Kisah Sukses Sayudi, Kaya Raya dari Membangun Jaringan Bisnis Warteg Kharisma Bahari
Warung tegal milik Sayudi ini ada di mana-mana. Berkat kegigihan Sayudi, jumlah cabang Warteg Kharisma Bahari kini mencapai 197 outlet.
Editor: Choirul Arifin
Laporan Reporter Kontan, Merlinda Riska
TRIBUNNEWS.COM, JAKARTA - Para pecinta masakan warung tegal alias warteg, khususnya yang berada di Jakarta tentu tidak asing dengan nama Warteg Kharisma Bahari. Maklum, warung tegal milik Sayudi ini ada di mana-mana. Berkat kegigihan Sayudi, jumlah cabang Warteg Kharisma Bahari kini mencapai 197 outlet.
Sudah begitu, Warteg Kharisma Bahari beda dengan warteg kebanyakan. Warteg yang berdiri 1996 silam ini mengusung konsep digital untuk pembayaran. “Kami juga mengandalkan mutu bangunan warteg yang bagus dan bersih. Kami pelopor warteg bersih,” kata Yudi, panggilan sehari-hari Sayudi.
Bukan cuma itu, Warteg Kharisma Bahari merupakan pionir waralaba warteg. Dari 197 cabang yang tersebar di Jakarta dan sekitarnya, hanya sekitar 10 warung milik Yudi. Sisanya kepunyaan para mitra.
Saban bulan, dari para mitra, Yudi mengantongi bagi hasil sedikitnya Rp 2 juta. Itu berarti, total bagi hasil yang mengalir ke kantong Yudi minimal sebesar Rp 374 juta per bulan. Sebab, “Ada juga yang Rp 3 juta per bulan, Rp 5 juta, Rp 10 juta juga ada,” imbuh pria kelahiran Tegal, 21 Juli 1973, ini.
Hanya, sebelum sukses membangun kerajaan bisnis Warteg Kharisma Bahari, Yudi harus berjuang dulu. Awalnya, ia membuka kios rokok di Pulo Gadung, Jakarta Timur, selama tujuh tahun.

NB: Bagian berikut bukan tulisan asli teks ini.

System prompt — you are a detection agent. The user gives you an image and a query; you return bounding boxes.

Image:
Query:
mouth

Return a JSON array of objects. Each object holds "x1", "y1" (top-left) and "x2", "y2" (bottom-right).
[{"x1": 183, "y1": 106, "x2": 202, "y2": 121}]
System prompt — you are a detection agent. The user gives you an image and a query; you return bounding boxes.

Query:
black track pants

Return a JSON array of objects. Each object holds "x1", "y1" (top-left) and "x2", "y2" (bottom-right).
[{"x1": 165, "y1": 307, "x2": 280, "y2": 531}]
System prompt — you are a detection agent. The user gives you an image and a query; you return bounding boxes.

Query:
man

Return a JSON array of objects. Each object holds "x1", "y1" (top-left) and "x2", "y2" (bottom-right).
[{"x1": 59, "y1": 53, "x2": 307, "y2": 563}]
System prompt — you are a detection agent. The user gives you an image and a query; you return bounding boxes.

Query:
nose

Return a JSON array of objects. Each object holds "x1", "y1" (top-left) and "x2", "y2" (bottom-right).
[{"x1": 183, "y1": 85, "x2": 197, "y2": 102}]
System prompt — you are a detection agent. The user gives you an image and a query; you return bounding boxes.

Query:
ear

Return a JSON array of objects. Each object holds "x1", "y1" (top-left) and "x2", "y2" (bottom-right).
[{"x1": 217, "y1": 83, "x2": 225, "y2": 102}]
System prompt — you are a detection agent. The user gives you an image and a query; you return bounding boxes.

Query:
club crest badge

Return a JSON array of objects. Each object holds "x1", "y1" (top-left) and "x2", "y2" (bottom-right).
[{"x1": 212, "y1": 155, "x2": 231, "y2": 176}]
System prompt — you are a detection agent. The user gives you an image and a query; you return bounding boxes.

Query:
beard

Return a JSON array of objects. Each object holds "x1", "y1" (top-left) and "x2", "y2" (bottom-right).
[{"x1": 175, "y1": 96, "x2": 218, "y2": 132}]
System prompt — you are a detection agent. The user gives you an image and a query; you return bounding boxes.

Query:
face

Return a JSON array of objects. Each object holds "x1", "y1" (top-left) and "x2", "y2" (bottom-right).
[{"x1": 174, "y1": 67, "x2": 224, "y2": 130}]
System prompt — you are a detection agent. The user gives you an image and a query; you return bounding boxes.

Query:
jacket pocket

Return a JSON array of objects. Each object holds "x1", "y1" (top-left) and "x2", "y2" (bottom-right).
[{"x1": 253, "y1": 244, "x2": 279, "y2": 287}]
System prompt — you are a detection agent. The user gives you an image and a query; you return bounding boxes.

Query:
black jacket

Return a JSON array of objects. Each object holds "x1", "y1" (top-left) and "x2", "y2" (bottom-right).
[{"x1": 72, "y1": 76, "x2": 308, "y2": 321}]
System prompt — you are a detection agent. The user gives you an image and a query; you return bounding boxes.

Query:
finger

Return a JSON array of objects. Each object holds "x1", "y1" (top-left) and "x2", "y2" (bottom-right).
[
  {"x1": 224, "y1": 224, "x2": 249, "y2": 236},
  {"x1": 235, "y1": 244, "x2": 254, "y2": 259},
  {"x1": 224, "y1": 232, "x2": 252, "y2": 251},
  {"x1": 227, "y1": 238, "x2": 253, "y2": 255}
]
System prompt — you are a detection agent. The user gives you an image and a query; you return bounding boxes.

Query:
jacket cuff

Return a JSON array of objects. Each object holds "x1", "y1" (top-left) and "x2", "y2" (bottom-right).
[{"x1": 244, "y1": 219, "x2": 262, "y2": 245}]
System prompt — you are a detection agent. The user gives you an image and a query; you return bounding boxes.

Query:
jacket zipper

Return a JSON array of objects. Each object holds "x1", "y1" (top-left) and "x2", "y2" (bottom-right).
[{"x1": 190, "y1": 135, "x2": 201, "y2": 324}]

Sang kakaklah yang mengajaknya merantau ke Jakarta pada 1988 silam. “Kakak saya yang sudah punya warteg menawarkan saya untuk ikut buka usaha. Kebetulan, di sebelah wartegnya ada kios rokok yang kosong,” ujar Yudi yang hanya tamatan sekolah dasar.
Sebelum pergi ke Ibu Kota RI, selepas lulus dari bangku sekolah dasar, Yudi membantu orangtuanya bertani bawang merah. Anak keenam dari tujuh bersaudara ini memilih tidak meneruskan sekolah, demi membantu orangtua.
Setelah tujuh tahun dagang rokok, Yudi ingin mengubah nasib dengan membuka warteg. Apalagi, sang istri sebentar lagi melahirkan.
Tapi, ketika itu ia tidak punya modal sepeser pun. “Lalu, mertua bilang, akan bantu dengan cara gadaikan sertifikat rumahnya ke bank. Akhirnya saya punya modal untuk buka warteg,” ucapnya.
Modal hasil pinjaman mertua sebesar Rp 6 juta masih kurang untuk membuka warteg. Karena itu, Yudi berkongsi sama temannya dengan sistem aplusan.
Maksudnya, tiga bulan pertama dia yang menjalankan warteg. Tiga bulan berikutnya, giliran sang teman yang mengelola. Begitu seterusnya.
Lokasi warteg itu di dekat kantor Kecamatan Cilandak, Jakarta Selatan. “Saat teman saya yang masuk, saya kembali dagang rokok,” katanya.